Background. Epetraborole (EBO) - an orally available bacterial leucyl transfer RNA synthetase inhibitor with potent activity against nontuberculous mycobacteria - is under clinical development for treatment of MAC lung disease. We conducted a Phase 1b dose-ranging study of EBO tablets in healthy adult volunteers, to inform dose selection in the treatment of MAC lung disease. Methods. In this double-blind, placebo-controlled trial, EBO or placebo tablets were administered (n=8/cohort, 31 randomization) at dosages of 250-1000 mg q24h or 500 mg or 1000 mg q48h for up to 28 days. Standard Ph1 clinical and laboratory evaluations and treatment-emergent adverse events (TEAEs) were assessed. Based on prior human studies using significantly higher EBO daily doses, gastrointestinal (GI) events and anemia were predetermined AEs of special interest (AESIs). Plasma concentrations of EBO were measured by validated LC-MS/MS methods. Plasma PK parameters were determined using non-compartmental methods. Results. A total of 43 subjects were enrolled;the 1000 mg q24h cohort was terminated early due to local COVID restrictions. Overall, 80.6% EBO subjects and 83.3% placebo subjects experienced >=1 TEAE, none of which was serious or severe (Table). Most TEAEs were mild in severity (90%), and the remainder were moderate (10%). No TEAE leading to withdrawal from study was reported.

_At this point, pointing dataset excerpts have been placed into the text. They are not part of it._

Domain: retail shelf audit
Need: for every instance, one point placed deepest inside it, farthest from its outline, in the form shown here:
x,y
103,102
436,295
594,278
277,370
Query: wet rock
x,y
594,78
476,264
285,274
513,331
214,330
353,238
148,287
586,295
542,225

The most frequent types of TEAEs were GI events (48.4% EBO, 41.7% placebo subjects), the most common being mild nausea. Two subjects had premature discontinuation of EBO due to a TEAE (asymptomatic liver enzyme elevations in a 250 mg q24h subject and mild nausea in a 1000 mg q48h subject). One 1000mg q24h subject had a TEAE of anemia. No clinically significant findings or TEAEs were observed for physical examinations, ECGs, or urine laboratory tests. Plasma Cmax and AUC0- of EBO increased in a linear, dose-proportional manner across cohorts. Tmax was observed at ~1 h post dose;mean t1/2 ranged from 7.63 to 11.1 h. Conclusion. * Oral EBO administered for 28-day dosing was generally well tolerated at the predicted therapeutic dose (500mg q24h) * Predictable PK characteristics facilitate its use in MAC lung disease * Further evaluation in a Phase 2/3 treatment-refractory MAC lung disease study is planned.